Geschichten von Absolventen tun ihr Übriges: Gehaltserhöhungen fallen um einiges geringer aus als in den Vorjahren, und auch Bonuszahlungen haben massiv gelitten. "Sofern man aktuell das Glück hat, einen Praktikums- oder Festanstellungsplatz zu finden, sollte man kompromissbereit sein", bilanziert Rock. Weniger Jobs, krisenbedingt vorsichtigere Arbeitgeber: Konnten sich Nachwuchskräfte von der Hochschule in der Vergangenheit gleichsam die Rosinen rauspicken, ist jetzt das Thema Krisensicherheit in den Fokus gerückt.

Der anonyme Student war nicht der einzige Teilnehmer der IZ-Karrierewoche, der sich angesichts dieser Gemengelage Sorgen macht. "In den Gesprächen wurden teilweise Gedanken einzelner Berufseinsteiger geäußert, ob sie sich nunmehr günstiger präsentieren müssen, um einen Job zu erhalten", sagt Frank Groß, Inhaber der Personalberatung immopersonal. Groß gab Tipps und Tricks zu Gehaltsverhandlungen und coachte Bewerber.

Der Personalberater versuchte die Gemüter zu beruhigen: "Auf der Seite der Arbeitgeber kann ich nicht erkennen, dass Corona als Vorwand für reduzierte Einstiegsgehälter ausgenutzt wird. Die Gehälter sind auf dem Stand von vor dem Corona-Cut geblieben."

Von seinen Mandanten werde Corona jedenfalls nicht als Preisdrücker eingesetzt. Unternehmen, die vor der Zäsur Bedarf an gut ausgebildetem Personal hatten, "haben diesen immer noch, teilweise intensiver, und wollen diesen auch marktgerecht vergüten", versichert Groß.

Stärker als früher müssen Absolventen in Corona-Zeiten jedoch ihre Qualitäten herausstreichen. "Mein Tipp: Zeigen Sie einem potenziellen Arbeitgeber den Wert auf, den Sie ins Unternehmen einbringen", sagt Groß. Schulbildung, Ausbildung, Berufserfahrung, Studieninhalte, Praktika und Noten - alles muss in die Waagschale geworfen werden. Dabei bloß nicht tiefstapeln und sein Licht unter den Scheffel stellen, sondern selbstbewusst in Gehaltsverhandlungen gehen. "Warum sollte sich mein Wert nur wegen Corona - in einem Zeitraum von acht Monaten! - verändert haben?", fragt Groß rhetorisch.
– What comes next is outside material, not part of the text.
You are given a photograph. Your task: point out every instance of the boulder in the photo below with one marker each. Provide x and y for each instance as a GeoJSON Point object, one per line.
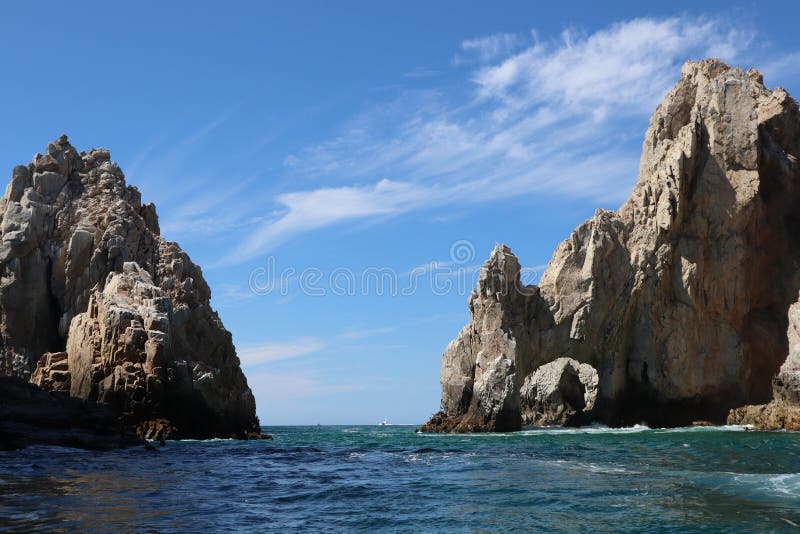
{"type": "Point", "coordinates": [31, 416]}
{"type": "Point", "coordinates": [680, 298]}
{"type": "Point", "coordinates": [94, 302]}
{"type": "Point", "coordinates": [562, 392]}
Commerz Real sieht das genauso. Der Asset-Manager stellt über alle Arten von Nachwuchs hinweg ein: Trainees, Praktikanten, Werkstudenten und Auszubildende. "Die Gehälter für unsere Nachwuchsgruppen bleiben konstant. Die Anforderungen an den Mitarbeiter sind durch Corona nicht geringer geworden, sodass eine Absenkung der Einstiegsgehälter keine logische Schlussfolgerung ist", betont das Unternehmen auf Anfrage.

Oksana Hübert von Deka Immobilien bringt noch einen Aspekt ins Spiel: "Einsteigergehälter sind bei uns unverändert, da stehen Tarifverträge mit festen Konditionen dahinter." Die Stimmung sei sicher etwas verhaltener, was Zuwachs angehe, "dennoch stellen wir und andere Unternehmen weiter ein".

Wer in seiner Region keinen Job findet, muss den Radius ausweiten

Studenten und Absolventen sollten sich trotzdem an den Gedanken gewöhnen, die Komfortzone unter Umständen verlassen zu müssen. Groß rät dazu, sich nicht auf eine Region zu beschränken, sondern deutschlandweit zu suchen. "Bei der IZ-Karrierewoche gab es doch allein ca. 200 Jobangebote!" Preissenkungen, glaubt der Headhunter, werden frühestens in der zweiten Jahreshälfte 2021 zu spüren sein. Noch müsse ein Nachfrageüberhang befriedigt werden. Als grobe Richtschnur für aktuell realistische Einstiegsgehälter in der Immobilienwirtschaft gab Groß dem Nachwuchs mit auf den Weg: 40.000 Euro mit Bachelorabschluss, 45.000 Euro für Masterabsolventen.

Immobilienprofessorin Rock ist ebenfalls nicht bang um ihre Studierenden: "Mit einer guten Ausbildung und einschlägiger Praktikums- bzw. Berufserfahrung sehe ich - wenn auch gerade weniger bei den Maklerhäusern und vielleicht im Shopping- und Hotelbereich - weiterhin recht gute Perspektiven in der Immobilienbranche." Studenten berichteten ihr zwar, dass es durchaus länger gedauert hat, einen Praktikumsplatz oder eine Traineestelle zu finden. "Ich weiß aber von niemandem, der überhaupt nichts gefunden hätte."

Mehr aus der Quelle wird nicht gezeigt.